Data Privacy Framework

1.    Introduction

XTIUM, INC. (“XTIUM”) is dedicated to protecting the privacy of our clients and their data. As a leading provider of cloud solutions and services, including Desktop as a Service (“DaaS”), Backup as a Service (“BaaS”), Unified Communications as a Service (“UCaaS”), and Call Center as a Service (“CCaaS”), we comply with the General Data Protection Regulation (“GDPR”), California Consumer Privacy Act (“CCPA”), California Privacy Rights Act (“CPRA”), Virginia Consumer Data Protection Act (“VCDPA”), and he EU-U.S. Data Privacy Framework (“DPF”). 

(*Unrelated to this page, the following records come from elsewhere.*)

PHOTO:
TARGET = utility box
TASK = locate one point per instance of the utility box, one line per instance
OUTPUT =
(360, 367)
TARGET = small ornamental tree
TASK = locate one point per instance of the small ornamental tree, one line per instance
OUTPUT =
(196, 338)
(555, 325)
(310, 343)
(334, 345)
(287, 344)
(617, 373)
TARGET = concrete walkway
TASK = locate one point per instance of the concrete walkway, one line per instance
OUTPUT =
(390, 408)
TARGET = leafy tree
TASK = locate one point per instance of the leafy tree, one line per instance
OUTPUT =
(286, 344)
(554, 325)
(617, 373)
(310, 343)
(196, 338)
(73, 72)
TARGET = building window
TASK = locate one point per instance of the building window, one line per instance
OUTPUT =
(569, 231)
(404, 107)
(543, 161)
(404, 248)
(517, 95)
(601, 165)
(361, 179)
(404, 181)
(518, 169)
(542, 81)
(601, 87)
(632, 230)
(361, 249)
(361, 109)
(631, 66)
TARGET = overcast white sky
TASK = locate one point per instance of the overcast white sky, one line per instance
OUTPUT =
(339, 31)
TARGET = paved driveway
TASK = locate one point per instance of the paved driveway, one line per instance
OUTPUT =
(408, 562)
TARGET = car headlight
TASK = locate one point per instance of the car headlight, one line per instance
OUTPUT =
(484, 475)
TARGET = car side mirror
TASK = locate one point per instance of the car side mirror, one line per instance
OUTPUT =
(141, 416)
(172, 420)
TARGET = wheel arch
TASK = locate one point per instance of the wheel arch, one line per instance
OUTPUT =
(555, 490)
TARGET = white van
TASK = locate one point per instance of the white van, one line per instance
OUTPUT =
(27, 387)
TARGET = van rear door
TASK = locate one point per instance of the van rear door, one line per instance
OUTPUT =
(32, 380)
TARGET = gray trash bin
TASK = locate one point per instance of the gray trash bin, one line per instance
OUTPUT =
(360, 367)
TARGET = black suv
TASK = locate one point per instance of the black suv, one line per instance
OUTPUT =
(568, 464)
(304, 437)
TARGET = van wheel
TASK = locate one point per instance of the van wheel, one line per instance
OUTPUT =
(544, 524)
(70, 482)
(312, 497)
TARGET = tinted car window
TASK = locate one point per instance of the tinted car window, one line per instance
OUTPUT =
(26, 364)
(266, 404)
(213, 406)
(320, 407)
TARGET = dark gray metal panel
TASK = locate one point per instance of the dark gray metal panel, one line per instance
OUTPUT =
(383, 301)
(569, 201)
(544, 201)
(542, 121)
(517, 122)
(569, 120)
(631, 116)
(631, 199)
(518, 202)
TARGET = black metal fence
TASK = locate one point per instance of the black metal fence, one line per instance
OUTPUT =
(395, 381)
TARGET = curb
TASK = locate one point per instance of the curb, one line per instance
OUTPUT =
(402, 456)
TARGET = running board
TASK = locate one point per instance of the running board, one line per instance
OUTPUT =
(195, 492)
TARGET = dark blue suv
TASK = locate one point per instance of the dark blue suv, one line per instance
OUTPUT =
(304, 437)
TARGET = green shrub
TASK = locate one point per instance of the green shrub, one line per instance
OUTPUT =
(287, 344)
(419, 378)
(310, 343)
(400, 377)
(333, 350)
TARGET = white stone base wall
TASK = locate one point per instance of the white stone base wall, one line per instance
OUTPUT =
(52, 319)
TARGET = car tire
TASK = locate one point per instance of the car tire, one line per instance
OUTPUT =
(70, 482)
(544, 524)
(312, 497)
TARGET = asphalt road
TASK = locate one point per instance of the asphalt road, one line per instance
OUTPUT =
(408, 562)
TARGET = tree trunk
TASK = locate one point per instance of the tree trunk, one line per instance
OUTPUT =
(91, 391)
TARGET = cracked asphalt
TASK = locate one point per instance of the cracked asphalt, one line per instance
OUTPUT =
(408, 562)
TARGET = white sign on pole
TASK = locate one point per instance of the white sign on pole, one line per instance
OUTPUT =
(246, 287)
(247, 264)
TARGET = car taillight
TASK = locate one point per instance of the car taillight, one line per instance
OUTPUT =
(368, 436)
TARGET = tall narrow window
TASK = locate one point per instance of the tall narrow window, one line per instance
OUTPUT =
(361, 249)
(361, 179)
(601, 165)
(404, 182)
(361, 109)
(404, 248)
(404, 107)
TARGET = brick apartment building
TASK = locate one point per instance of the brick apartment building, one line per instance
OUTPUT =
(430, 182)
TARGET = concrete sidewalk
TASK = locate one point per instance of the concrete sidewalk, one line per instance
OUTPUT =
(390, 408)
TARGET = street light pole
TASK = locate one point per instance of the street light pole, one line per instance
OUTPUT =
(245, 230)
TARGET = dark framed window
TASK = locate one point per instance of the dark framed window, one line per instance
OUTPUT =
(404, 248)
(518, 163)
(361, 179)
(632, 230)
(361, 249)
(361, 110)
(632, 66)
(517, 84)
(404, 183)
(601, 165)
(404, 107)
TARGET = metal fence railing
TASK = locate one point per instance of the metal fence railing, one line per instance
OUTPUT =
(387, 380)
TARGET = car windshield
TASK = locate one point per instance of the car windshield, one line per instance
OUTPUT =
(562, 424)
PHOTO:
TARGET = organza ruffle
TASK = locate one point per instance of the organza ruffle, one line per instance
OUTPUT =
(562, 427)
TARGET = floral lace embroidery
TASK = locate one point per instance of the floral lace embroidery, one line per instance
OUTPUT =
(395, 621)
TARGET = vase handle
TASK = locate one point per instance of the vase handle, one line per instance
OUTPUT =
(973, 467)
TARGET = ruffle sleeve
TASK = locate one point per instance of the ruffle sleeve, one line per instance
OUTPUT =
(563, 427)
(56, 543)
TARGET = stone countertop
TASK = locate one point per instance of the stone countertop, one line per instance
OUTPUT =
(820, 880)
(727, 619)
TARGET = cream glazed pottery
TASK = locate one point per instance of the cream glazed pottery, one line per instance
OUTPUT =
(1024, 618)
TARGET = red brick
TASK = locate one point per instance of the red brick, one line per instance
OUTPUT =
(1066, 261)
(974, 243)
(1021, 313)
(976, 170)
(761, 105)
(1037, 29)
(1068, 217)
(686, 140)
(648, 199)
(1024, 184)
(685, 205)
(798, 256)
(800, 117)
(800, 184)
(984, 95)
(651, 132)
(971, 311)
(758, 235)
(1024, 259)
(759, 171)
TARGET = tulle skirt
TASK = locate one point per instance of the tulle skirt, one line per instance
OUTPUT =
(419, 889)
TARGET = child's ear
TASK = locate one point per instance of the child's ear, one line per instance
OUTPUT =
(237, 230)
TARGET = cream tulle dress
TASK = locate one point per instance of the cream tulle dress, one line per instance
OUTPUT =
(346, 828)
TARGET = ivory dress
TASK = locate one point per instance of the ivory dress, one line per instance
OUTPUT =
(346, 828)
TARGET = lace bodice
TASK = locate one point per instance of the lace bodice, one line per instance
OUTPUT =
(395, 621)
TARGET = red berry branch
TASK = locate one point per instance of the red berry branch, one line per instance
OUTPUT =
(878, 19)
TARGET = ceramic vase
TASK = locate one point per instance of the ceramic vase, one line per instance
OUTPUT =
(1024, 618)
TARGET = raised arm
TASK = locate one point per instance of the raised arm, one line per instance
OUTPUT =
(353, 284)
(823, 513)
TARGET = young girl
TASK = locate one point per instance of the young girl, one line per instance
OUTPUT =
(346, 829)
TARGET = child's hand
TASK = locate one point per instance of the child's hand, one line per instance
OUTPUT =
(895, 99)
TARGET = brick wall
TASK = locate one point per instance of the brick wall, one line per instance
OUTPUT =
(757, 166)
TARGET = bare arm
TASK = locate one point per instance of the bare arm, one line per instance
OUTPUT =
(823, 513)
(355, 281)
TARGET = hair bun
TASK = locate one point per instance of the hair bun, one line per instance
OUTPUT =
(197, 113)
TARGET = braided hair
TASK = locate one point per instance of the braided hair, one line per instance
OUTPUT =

2.    Scope of this Statement

This Privacy Policy applies to all personal data processed by XTIUM, including data received from individuals and clients in the European Union (“EU”), United Kingdom (“UK”), Switzerland, and the United States (“U.S.”).

3.    Key Definitions

Personal Data: Data about an identified or identifiable individual that is within the scope of the GDPR received by XTIUM from the EU, recorded in any form. 
Controller: An organization that determines the purposes and means of processing personal data. 
Processor: An agent acting on behalf of a controller

4.    Data Processing Roles

XTIUM acts as a data processor for UCaas and CCaaS services, handing data such as phone numbers, agent usernames, IP addresses, and email addresses. For DaaS, BaaS, and DRaaS services, XTIUM accesses personal data only when legally required. XTIUM is a controller for its EU/UK employee data, governed by a separate HR Privacy Policy.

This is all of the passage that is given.